While the idea of “integrity fees” for some U.S. professional sports has been a leading lightning rod for national and international gaming conferences for the past year, the tide has begun to shift.
This was apparent at this week’s ICE North America gaming conference in Boston, which attracted more than 2,000 attendees from around the world to focus on U.S. gambling legalization expansion.
MLB executive Kenny Gersh exemplified the change. After a famous showdown with American Gaming Association VP Sara Slane at the G2E event in Las Vegas last fall over sports betting integrity fees/royalties, this time around Gersh was all about “official data.”
At this conference, both MLB, which also pushes for integrity fees, and the NFL, which does not, laid out the behind-the-scenes efforts in the past year that give them the confidence that their data is essential to any sportsbook.

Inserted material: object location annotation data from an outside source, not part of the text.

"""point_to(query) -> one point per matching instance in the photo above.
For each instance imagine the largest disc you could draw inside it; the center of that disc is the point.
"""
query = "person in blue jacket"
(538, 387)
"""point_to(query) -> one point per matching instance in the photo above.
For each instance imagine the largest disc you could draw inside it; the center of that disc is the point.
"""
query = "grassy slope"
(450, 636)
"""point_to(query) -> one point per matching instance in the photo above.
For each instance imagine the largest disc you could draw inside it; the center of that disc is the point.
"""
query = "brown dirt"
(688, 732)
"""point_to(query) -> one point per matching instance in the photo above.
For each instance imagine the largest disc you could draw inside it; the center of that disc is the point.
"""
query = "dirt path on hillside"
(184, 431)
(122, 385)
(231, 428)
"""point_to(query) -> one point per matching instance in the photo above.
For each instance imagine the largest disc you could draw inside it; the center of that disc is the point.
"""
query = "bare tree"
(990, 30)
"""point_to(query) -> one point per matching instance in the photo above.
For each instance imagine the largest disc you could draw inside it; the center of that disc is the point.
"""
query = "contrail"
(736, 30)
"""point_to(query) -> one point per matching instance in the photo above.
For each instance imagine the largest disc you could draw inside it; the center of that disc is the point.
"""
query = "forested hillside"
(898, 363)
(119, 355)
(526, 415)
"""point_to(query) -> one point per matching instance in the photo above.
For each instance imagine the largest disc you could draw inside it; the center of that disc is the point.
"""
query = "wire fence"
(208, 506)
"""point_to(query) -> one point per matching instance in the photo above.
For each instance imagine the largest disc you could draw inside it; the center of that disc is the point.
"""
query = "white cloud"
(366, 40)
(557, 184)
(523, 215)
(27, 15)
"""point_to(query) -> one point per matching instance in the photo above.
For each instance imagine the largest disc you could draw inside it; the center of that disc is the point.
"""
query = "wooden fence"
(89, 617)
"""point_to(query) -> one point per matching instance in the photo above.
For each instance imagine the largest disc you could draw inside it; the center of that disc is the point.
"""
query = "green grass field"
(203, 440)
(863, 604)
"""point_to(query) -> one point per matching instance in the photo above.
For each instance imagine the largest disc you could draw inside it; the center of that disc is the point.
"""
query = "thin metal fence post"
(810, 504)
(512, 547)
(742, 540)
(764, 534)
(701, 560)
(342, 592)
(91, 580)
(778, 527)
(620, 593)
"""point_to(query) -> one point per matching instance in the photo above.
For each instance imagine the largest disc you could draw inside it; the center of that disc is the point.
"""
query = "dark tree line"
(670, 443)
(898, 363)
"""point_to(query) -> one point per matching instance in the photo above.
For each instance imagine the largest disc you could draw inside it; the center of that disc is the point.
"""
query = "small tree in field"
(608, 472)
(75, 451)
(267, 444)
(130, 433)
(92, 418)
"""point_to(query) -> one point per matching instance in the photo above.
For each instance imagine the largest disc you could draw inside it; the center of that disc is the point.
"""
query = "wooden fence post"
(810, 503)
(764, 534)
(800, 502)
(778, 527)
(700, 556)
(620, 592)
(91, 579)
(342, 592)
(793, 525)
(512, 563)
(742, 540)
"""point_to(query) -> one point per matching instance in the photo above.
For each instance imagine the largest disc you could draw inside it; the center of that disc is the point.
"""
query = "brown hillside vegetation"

That’s especially true, they say, for in-game betting.
When it was suggested that Gersh seemed to think his data was clearly superior to feeds that offshore sportsbooks get, for example, Gersh said, “I know our data feed is better, I don’t just think it. We just haven’t made this available before.”
Gersh added that in 2015, MLB created a data feed called Statcast. The technology was brought to all 30 ballparks, and with standards set, this led to “exit velocity,” “launch angle,” and the other new terms that pop up on broadcasts regularly these days.
But that innovation was focused on benefiting media, Gersh said. With the advent of in-game sports betting, Gersh said the league’s technology has a new point of service.
“No one can match the infrastructures that we have in these ballparks,” Gersh said. “We can change the way sports betting in America works.”
What we will bet on may change
What’s interesting about this effort — which now runs across all major sports — is that it’s pointing toward in-game betting going well beyond questions like, “Will the Yankees score in the next half-inning?” It could extend to “Which player’s batted ball will have the highest exit velocity?” or “Which of the Bruins will have the hardest-hit slapshot tonight?”
If millennials in particular embrace such new options, that will provide a major market advantage to sportsbooks buying this official data compared to legal rivals that don’t and illegal rivals that can’t.
“I don’t believe anyone thinks sports betting will look the same in five years as it does today,” Gersh said. “We have tools that we will make available.”
MLB had drawn the interest of betting operators as well as bettors because, as Gersh notes, “Baseball, at its essence, is a series of discrete events.”
Sportradar CEO Carsten Koerl, speaking on the same North America panel, said that a difference between the European bettor and his/her American counterpart is that “people here are so interested in numbers.”
Jamie Shea, who is in charge of the digital sportsbook at DraftKings, told the audience that the company’s experience with New Jersey bettors has been “amazing.” She said that of those who have bet on the NBA this season, 90% of them have tried an in-game bet. With tennis, the figure is 85%.
Preaching patience in PA
The looming launch of mobile sports betting as well as online casino gaming in Pennsylvania was significant enough for the ICE North America gaming conference to decide many months ago to give the state a panel all to itself at the two-day conference.
But instead, the conference took place before mobile gambling has launched (though the state does now have numerous land-based sportsbooks).
So Susan Hensel, director of licensing for the Pennsylvania Gaming Control Board, had to settle for telling her audience that mobile sports betting — which debuted last summer in neighboring New Jersey — was “imminent.” Online poker and casino games are due to start July 15.